The Man Without a Shadow by Joyce Carol Oates, USA, 2016
This is a sad and, at times, frustrating book. At the centre is the man without a shadow – Elihu Hoopes (known as Eli) – who, after contracting a nasty viral infection while hiking on his own, has lost the ability to form new memories. The virus has damaged the hippocampus, and although Eli can remember some things from his past his ability to remember things in the here and now is limited to ninety seconds. If the person to whom he is speaking turns away or leaves the room for a couple of minutes, Eli loses all connection with the person and will, on their return, relate to them as a new person.

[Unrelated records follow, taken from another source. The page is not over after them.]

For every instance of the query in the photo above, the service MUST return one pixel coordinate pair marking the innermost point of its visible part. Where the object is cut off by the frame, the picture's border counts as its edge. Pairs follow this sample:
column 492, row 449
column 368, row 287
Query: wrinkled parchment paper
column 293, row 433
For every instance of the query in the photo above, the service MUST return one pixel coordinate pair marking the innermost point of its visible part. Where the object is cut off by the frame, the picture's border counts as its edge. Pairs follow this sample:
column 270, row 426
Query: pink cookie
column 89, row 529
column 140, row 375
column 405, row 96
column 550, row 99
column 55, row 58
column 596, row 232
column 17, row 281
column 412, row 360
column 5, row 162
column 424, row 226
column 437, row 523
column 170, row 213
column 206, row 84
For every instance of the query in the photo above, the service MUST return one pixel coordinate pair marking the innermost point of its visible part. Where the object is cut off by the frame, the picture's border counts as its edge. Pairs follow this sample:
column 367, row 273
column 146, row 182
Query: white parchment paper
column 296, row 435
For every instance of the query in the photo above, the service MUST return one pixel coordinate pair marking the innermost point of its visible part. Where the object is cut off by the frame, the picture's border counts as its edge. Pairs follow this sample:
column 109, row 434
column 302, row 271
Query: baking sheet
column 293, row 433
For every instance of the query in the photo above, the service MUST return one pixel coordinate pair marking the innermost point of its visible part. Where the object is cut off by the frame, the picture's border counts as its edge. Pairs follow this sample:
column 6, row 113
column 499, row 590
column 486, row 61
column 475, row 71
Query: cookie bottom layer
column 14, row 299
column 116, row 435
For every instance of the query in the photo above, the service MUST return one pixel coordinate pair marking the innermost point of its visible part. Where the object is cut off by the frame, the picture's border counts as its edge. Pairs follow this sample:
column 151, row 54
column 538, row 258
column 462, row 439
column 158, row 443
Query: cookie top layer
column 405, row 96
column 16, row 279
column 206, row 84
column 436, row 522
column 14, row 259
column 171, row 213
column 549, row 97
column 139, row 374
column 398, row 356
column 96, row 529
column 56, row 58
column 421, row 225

Margot Sharpe, twenty-four, is a research scientist who is studying memory. She comes in contact with Eli, thirteen years her senior, when he is introduced to her as a research subject. She is, however, drawn to him by his appearance, his old-world politeness and mannerisms. Bit by bit, Eli becomes the centre of Margot’s professional career as well as the focus for her emotional needs. Used and abandoned by the head of the research department Margot transfers her hopes for an abiding relationship to Eli, the man who can only remember her for ninety seconds at the most.
As Margot writes in her journal: How do we know who we were, if we don’t know who we are? How do we know who we are, if we don’t know who we were? (Page 254)

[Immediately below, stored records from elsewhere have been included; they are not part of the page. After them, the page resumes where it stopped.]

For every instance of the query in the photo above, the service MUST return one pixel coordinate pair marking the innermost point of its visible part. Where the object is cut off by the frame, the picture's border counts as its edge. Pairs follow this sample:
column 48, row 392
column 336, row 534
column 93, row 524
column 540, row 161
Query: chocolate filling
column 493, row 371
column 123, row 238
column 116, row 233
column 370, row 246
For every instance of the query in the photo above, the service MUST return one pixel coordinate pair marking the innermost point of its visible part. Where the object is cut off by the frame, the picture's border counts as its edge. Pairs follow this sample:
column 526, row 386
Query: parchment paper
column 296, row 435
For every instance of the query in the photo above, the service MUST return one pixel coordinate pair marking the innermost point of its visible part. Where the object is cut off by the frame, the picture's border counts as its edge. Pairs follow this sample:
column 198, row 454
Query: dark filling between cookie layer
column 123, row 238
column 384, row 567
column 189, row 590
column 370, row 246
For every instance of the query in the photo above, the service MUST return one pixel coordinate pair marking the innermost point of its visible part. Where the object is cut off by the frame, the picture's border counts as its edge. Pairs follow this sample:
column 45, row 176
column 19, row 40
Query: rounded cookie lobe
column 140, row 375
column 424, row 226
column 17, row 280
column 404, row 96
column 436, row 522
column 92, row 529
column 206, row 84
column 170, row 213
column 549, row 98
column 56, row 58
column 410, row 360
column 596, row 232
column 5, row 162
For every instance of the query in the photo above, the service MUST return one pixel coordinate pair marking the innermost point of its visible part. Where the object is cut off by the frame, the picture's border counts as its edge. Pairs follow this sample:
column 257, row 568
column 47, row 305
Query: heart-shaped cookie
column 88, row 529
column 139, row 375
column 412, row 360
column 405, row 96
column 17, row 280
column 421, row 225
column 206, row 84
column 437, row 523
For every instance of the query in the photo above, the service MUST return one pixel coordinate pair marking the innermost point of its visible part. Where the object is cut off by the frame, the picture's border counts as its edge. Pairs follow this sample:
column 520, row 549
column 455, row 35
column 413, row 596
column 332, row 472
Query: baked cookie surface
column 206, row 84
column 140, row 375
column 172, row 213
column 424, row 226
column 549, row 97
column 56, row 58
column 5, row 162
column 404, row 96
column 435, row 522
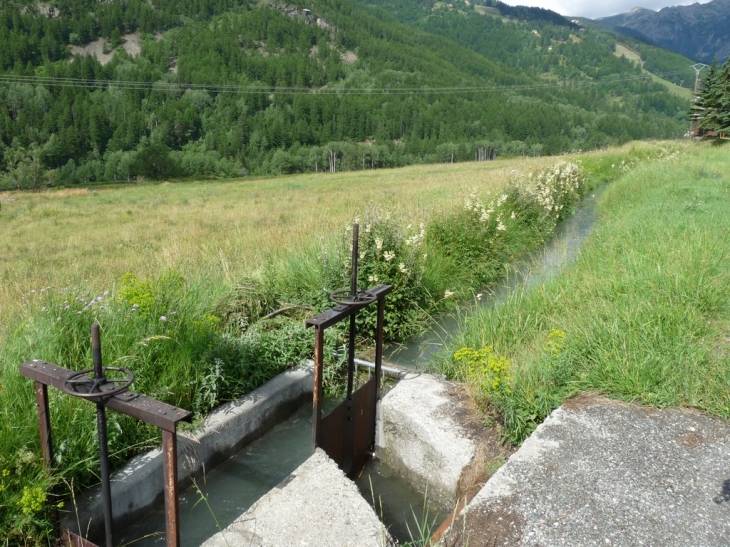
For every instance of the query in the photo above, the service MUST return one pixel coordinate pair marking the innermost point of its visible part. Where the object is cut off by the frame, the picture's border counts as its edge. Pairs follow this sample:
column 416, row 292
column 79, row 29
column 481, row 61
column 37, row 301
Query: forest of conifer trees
column 232, row 87
column 711, row 109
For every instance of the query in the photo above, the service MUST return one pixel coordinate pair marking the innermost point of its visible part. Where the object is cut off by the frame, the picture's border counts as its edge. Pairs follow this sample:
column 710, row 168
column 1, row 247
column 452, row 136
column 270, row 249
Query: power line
column 252, row 89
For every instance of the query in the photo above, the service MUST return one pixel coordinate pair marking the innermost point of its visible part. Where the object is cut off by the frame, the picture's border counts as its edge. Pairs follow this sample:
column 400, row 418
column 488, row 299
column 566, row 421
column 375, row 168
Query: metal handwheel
column 79, row 384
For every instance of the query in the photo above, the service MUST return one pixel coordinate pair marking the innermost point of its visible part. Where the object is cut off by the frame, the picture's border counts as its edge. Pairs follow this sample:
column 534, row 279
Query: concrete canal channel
column 248, row 449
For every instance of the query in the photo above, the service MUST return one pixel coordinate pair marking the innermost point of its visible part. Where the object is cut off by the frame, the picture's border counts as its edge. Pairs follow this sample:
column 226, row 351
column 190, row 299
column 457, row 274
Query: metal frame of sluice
column 109, row 393
column 347, row 434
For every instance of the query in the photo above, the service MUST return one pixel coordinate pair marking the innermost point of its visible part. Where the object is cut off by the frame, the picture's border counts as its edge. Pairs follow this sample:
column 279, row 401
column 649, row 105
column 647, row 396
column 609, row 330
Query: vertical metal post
column 172, row 520
column 106, row 495
column 44, row 420
column 317, row 395
column 353, row 296
column 379, row 346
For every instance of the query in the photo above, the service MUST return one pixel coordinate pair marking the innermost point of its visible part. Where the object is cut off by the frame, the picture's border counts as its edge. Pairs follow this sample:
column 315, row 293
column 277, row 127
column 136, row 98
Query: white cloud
column 593, row 9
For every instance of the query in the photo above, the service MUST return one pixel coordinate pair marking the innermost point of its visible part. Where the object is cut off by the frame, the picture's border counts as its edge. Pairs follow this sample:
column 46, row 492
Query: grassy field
column 223, row 230
column 643, row 316
column 178, row 276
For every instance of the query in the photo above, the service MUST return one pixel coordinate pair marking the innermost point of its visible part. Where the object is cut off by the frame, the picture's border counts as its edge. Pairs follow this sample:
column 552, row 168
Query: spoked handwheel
column 344, row 297
column 79, row 384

A story about two lonely, frustrated individuals, each locked into different, but very limited and unsatisfactory, lives, A Man Without a Shadow examines not only emotions and obsession but also the influence of the past and the importance of memory. Eli remembers dark things from his past but he cannot give them meaning, while Margot is unable to liberate herself from her past.

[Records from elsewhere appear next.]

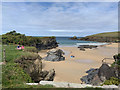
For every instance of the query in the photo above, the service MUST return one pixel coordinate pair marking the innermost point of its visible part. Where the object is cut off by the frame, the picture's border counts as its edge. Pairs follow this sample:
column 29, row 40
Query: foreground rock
column 32, row 65
column 83, row 47
column 55, row 55
column 98, row 76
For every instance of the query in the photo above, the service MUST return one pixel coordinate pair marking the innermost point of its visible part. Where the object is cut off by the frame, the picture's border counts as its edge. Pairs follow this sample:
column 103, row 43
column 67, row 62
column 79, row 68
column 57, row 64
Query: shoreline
column 72, row 69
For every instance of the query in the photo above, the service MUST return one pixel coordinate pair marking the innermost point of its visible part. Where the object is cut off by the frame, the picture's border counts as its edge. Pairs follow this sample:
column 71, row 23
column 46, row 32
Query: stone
column 88, row 79
column 50, row 75
column 105, row 72
column 55, row 55
column 33, row 67
column 47, row 43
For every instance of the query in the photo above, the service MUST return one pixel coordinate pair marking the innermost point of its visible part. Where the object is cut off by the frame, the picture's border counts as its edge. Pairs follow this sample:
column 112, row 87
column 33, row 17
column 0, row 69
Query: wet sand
column 72, row 69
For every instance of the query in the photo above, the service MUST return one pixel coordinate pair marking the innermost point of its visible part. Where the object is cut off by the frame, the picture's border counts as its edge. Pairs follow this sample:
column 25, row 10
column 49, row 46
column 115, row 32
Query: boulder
column 47, row 43
column 98, row 76
column 105, row 72
column 55, row 55
column 89, row 78
column 50, row 75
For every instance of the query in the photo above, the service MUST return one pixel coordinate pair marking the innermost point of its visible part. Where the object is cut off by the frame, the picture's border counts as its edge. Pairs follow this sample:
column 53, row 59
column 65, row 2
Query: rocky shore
column 32, row 65
column 101, row 37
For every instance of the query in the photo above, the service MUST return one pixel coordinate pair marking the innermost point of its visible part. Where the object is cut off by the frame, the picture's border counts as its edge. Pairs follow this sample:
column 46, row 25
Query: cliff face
column 102, row 37
column 39, row 42
column 32, row 65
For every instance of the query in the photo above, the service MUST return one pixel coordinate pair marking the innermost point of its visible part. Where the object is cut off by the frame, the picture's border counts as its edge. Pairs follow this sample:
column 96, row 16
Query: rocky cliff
column 39, row 42
column 102, row 37
column 32, row 64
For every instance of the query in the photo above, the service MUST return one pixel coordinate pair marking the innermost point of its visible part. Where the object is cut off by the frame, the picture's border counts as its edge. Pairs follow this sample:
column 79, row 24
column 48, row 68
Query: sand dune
column 72, row 69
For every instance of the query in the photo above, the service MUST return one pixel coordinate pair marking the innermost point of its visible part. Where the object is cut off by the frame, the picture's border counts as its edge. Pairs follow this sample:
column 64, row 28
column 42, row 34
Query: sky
column 59, row 18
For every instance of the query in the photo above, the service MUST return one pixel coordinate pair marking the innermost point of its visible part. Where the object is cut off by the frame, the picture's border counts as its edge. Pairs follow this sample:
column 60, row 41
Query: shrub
column 13, row 76
column 111, row 81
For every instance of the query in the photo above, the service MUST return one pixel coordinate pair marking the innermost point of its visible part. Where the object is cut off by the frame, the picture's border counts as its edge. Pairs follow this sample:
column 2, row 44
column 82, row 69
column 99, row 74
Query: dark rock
column 96, row 80
column 82, row 49
column 89, row 78
column 55, row 55
column 50, row 75
column 47, row 43
column 34, row 68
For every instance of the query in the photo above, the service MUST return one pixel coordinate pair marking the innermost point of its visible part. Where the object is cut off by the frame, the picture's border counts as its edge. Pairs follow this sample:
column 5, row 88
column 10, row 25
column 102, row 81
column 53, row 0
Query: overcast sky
column 60, row 19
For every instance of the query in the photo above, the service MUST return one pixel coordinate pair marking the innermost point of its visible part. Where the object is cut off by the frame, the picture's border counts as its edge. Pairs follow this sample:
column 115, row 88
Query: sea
column 66, row 41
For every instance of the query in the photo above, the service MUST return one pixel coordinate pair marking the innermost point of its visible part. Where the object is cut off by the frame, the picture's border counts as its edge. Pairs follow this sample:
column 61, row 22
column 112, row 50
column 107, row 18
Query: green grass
column 106, row 34
column 13, row 76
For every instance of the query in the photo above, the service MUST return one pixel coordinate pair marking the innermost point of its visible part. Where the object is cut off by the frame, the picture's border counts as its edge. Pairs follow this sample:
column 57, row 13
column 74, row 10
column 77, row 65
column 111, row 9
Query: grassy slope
column 13, row 76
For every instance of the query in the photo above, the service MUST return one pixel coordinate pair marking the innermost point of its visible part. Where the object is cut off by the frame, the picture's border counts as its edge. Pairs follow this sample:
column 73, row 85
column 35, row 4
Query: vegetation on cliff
column 16, row 38
column 103, row 37
column 116, row 64
column 13, row 75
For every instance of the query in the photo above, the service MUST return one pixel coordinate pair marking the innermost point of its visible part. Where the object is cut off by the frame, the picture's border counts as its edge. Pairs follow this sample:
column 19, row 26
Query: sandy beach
column 72, row 69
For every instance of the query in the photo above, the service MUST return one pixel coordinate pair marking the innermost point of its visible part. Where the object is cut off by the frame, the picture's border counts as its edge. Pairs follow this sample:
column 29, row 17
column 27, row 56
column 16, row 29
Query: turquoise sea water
column 66, row 41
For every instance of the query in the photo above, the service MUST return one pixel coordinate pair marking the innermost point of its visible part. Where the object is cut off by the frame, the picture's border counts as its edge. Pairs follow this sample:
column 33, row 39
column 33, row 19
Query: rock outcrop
column 32, row 65
column 98, row 76
column 55, row 55
column 47, row 43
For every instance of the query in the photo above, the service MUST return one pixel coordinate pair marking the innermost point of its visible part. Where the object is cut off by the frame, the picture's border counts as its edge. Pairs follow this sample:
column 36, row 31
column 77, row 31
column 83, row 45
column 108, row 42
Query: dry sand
column 72, row 69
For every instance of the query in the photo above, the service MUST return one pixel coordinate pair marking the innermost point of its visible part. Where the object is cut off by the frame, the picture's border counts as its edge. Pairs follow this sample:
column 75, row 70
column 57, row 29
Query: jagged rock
column 91, row 73
column 98, row 76
column 34, row 68
column 105, row 72
column 50, row 75
column 55, row 55
column 47, row 43
column 96, row 80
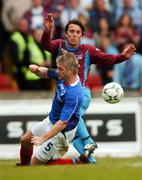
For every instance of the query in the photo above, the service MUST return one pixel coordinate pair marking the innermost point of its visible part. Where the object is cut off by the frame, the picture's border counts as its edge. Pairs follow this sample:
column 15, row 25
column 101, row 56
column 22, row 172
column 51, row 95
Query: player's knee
column 25, row 140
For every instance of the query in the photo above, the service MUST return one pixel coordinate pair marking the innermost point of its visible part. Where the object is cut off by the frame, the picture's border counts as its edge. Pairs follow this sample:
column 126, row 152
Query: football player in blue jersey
column 53, row 135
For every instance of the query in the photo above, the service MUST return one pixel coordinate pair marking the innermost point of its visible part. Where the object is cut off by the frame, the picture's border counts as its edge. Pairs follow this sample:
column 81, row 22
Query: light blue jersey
column 67, row 102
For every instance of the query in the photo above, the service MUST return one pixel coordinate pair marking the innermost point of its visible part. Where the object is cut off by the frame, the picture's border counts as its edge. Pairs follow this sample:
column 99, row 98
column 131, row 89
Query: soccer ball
column 112, row 92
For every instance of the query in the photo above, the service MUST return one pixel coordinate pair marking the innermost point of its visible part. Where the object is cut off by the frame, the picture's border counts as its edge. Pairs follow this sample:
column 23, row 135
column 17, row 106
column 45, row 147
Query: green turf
column 106, row 169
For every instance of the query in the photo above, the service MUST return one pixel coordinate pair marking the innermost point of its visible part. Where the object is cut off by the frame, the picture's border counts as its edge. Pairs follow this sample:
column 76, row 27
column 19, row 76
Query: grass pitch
column 105, row 169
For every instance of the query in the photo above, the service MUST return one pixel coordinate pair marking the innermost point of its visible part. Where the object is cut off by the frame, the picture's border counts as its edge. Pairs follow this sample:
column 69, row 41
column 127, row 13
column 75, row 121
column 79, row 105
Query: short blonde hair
column 68, row 60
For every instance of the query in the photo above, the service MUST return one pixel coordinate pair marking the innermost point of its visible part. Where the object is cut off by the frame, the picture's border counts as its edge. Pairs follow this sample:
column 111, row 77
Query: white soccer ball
column 112, row 92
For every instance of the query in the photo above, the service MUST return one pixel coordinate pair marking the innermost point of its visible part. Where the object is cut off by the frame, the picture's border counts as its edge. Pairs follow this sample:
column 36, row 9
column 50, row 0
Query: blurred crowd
column 110, row 26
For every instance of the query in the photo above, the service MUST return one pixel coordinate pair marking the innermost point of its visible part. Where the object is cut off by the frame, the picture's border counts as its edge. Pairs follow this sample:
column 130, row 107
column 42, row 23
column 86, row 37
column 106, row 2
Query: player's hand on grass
column 33, row 68
column 129, row 51
column 36, row 140
column 49, row 22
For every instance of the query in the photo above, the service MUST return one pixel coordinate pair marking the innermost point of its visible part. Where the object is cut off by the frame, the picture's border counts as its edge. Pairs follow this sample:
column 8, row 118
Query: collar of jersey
column 69, row 48
column 76, row 82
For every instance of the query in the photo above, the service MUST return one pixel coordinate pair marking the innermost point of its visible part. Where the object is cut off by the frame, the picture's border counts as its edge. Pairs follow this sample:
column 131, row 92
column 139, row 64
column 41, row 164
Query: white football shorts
column 55, row 147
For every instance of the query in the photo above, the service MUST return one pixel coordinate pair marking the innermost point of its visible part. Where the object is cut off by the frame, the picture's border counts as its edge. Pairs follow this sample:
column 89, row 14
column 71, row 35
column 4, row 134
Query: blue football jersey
column 67, row 102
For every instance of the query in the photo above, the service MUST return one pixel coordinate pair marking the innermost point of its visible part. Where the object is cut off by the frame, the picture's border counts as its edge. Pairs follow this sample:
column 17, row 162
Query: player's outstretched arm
column 39, row 71
column 49, row 23
column 129, row 51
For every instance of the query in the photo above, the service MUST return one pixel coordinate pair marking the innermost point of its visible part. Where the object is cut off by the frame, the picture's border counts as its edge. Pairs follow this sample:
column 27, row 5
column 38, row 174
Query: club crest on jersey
column 60, row 91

A Man Without a Shadow can easily slip beyond the scenario of researcher and patient when we consider that it is not unusual for ordinary people to have difficulties remembering places, people, events. Sometimes the person boarding the train for a new life elsewhere may easily forget the huddle of people on the platform waving him/her goodbye as past memories become momentarily blocked by the vision of new, exciting experiences. The past and the present, both coloured and dictated by memory, can easily glide in and out of each other until, like Eli, we might say: Hello? Hel-lo?
A thought-provoking book, well worth reading.